Abandon et accouchement dans le secret sont-ils synonymes ?

Les abandons ne sont pas tous secrets. Une femme peut abandonner mais donner son nom. Il est important de rappeler qu’il n’y a pas une façon unique de faire. Dans la première moitié du XXe siècle, beaucoup de mères donnaient leur patronyme à leur enfant et laissaient des informations. Dans les années 1950-1970, la société, l’Assistance publique et les parents adoptifs ont pensé qu’il était préférable que l’enfant ne connaisse rien de sa mère de naissance. Il leur était donc demandé de ne laisser aucune trace. Depuis 2002 et la création du Conseil national pour l’accès aux origines personnelles (Cnaop), les mères sont invitées à laisser le maximum d’informations afin que l’enfant, devenu adulte, s’il recherche ses origines, sache quelle était la situation de la mère de naissance et ce qui l’a amenée à l’abandon. Par ailleurs, les mères peuvent laisser leur identité, directement visible ou sous pli fermé. Elles peuvent aussi donner un ou plusieurs prénoms à l’enfant.

Les enfants abandonnés sont-ils adoptés ?

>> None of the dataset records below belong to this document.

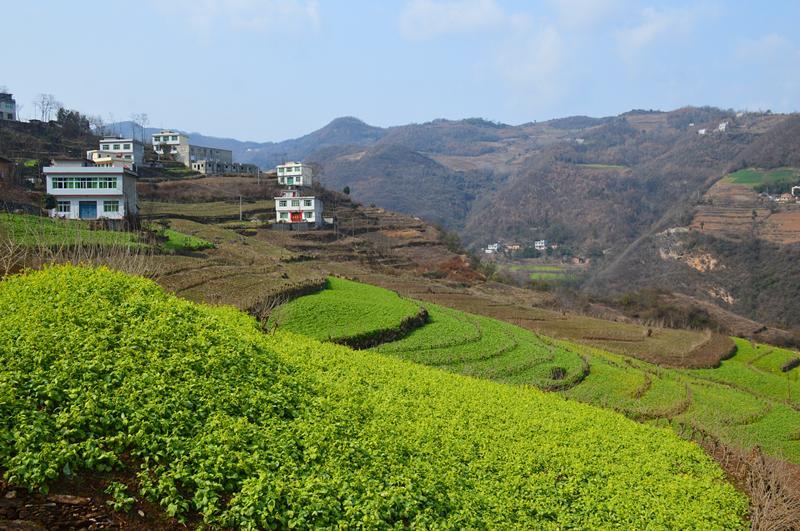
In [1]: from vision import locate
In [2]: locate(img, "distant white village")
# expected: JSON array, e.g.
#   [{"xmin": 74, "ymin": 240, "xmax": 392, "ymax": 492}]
[{"xmin": 0, "ymin": 88, "xmax": 333, "ymax": 230}]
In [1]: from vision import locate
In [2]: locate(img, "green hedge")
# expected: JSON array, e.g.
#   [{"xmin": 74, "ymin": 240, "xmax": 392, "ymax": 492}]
[{"xmin": 0, "ymin": 266, "xmax": 747, "ymax": 529}]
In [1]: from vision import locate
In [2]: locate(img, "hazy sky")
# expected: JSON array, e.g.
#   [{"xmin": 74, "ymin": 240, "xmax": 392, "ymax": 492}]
[{"xmin": 0, "ymin": 0, "xmax": 800, "ymax": 141}]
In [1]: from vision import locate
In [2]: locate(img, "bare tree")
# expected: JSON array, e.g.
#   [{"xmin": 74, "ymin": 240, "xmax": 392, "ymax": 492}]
[
  {"xmin": 33, "ymin": 94, "xmax": 62, "ymax": 122},
  {"xmin": 139, "ymin": 112, "xmax": 150, "ymax": 144},
  {"xmin": 86, "ymin": 114, "xmax": 106, "ymax": 135}
]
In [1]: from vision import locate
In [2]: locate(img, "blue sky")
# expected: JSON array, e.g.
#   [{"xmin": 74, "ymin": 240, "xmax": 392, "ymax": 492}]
[{"xmin": 0, "ymin": 0, "xmax": 800, "ymax": 141}]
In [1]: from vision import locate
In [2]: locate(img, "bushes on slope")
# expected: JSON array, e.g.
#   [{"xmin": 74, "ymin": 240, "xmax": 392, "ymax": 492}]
[{"xmin": 0, "ymin": 266, "xmax": 747, "ymax": 528}]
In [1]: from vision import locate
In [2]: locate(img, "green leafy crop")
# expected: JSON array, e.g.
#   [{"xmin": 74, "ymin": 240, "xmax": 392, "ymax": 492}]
[{"xmin": 0, "ymin": 266, "xmax": 747, "ymax": 529}]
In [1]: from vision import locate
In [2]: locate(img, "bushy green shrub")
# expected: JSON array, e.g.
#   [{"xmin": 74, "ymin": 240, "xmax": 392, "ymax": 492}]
[{"xmin": 0, "ymin": 266, "xmax": 747, "ymax": 529}]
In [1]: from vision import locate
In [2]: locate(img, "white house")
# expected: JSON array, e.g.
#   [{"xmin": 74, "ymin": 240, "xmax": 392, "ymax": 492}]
[
  {"xmin": 86, "ymin": 138, "xmax": 144, "ymax": 169},
  {"xmin": 277, "ymin": 162, "xmax": 314, "ymax": 186},
  {"xmin": 275, "ymin": 190, "xmax": 323, "ymax": 227},
  {"xmin": 0, "ymin": 92, "xmax": 17, "ymax": 121},
  {"xmin": 152, "ymin": 130, "xmax": 236, "ymax": 175},
  {"xmin": 43, "ymin": 160, "xmax": 139, "ymax": 219}
]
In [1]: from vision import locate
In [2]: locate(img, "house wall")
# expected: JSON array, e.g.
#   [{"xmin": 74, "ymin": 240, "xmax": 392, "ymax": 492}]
[
  {"xmin": 0, "ymin": 161, "xmax": 14, "ymax": 181},
  {"xmin": 276, "ymin": 163, "xmax": 314, "ymax": 186},
  {"xmin": 50, "ymin": 195, "xmax": 127, "ymax": 219},
  {"xmin": 275, "ymin": 197, "xmax": 323, "ymax": 227},
  {"xmin": 46, "ymin": 168, "xmax": 139, "ymax": 219},
  {"xmin": 0, "ymin": 94, "xmax": 17, "ymax": 120}
]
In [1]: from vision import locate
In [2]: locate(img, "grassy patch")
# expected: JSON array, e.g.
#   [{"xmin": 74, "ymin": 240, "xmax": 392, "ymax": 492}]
[
  {"xmin": 575, "ymin": 163, "xmax": 628, "ymax": 171},
  {"xmin": 271, "ymin": 277, "xmax": 420, "ymax": 341},
  {"xmin": 727, "ymin": 168, "xmax": 800, "ymax": 187},
  {"xmin": 142, "ymin": 199, "xmax": 275, "ymax": 218},
  {"xmin": 0, "ymin": 213, "xmax": 143, "ymax": 247},
  {"xmin": 280, "ymin": 278, "xmax": 800, "ymax": 463},
  {"xmin": 0, "ymin": 267, "xmax": 747, "ymax": 529}
]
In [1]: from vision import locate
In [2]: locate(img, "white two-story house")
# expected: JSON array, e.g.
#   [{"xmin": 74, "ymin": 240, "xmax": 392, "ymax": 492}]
[
  {"xmin": 275, "ymin": 190, "xmax": 323, "ymax": 227},
  {"xmin": 86, "ymin": 138, "xmax": 144, "ymax": 169},
  {"xmin": 43, "ymin": 160, "xmax": 138, "ymax": 220},
  {"xmin": 277, "ymin": 162, "xmax": 314, "ymax": 186}
]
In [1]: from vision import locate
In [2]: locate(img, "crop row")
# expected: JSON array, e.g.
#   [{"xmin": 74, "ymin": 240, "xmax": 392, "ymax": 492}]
[
  {"xmin": 270, "ymin": 277, "xmax": 420, "ymax": 341},
  {"xmin": 278, "ymin": 278, "xmax": 800, "ymax": 463},
  {"xmin": 0, "ymin": 267, "xmax": 747, "ymax": 529}
]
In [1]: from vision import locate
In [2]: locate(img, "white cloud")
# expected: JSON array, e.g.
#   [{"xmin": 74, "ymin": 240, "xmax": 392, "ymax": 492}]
[
  {"xmin": 736, "ymin": 33, "xmax": 800, "ymax": 60},
  {"xmin": 400, "ymin": 0, "xmax": 527, "ymax": 40},
  {"xmin": 618, "ymin": 4, "xmax": 713, "ymax": 59},
  {"xmin": 155, "ymin": 0, "xmax": 320, "ymax": 33},
  {"xmin": 497, "ymin": 26, "xmax": 568, "ymax": 104},
  {"xmin": 549, "ymin": 0, "xmax": 622, "ymax": 27}
]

L’adoption de mineurs est possible depuis 1923, mais les enfants abandonnés ont commencé à être adoptés surtout à partir des années 1950 et la plupart des parents adoptant souhaitaient alors un bébé en bas âge. Actuellement, la quasi-totalité des enfants abandonnés arrivés jeunes à l’ASE sont rapidement adoptés. Beaucoup d’enfants devenus grands ou à particularité, comme ceux présentant des problèmes de santé, sont également adoptés.

Que ressentent les femmes que vous avez croisées pour votre enquête ?

Prendre la décision de confier son enfant est souvent très douloureux. Il faut vraiment que ces mères soient accueillies, quelle que soit leur décision, et que cet accueil soit toujours amélioré. Certains départements ont mis en place des services pour rencontrer le plus en amont possible les femmes enceintes en difficulté, mais cela reste rare, et des mères arrivent pour accoucher dans une grande détresse sans avoir vu un professionnel social ou de santé. Les écouter, c’est aussi leur permettre de réfléchir à quels souvenirs, quelles marques elles vont laisser à leur enfant pour que celui-ci se construise avec des racines. Dialoguer avec elles, comme cela a été le cas pour ce travail, leur apporte un certain apaisement. Il ne faut pas oublier qu’elles désirent qu’on aime leur enfant et que l’on en prenne soin.

Arrive-t-il souvent que les femmes retrouvent leur enfant ?

Seul l’enfant peut faire des démarches pour retrouver sa mère. Les retrouvailles sont souvent source de joie, mais peuvent aussi être douloureuses, pour l’un comme pour l’autre.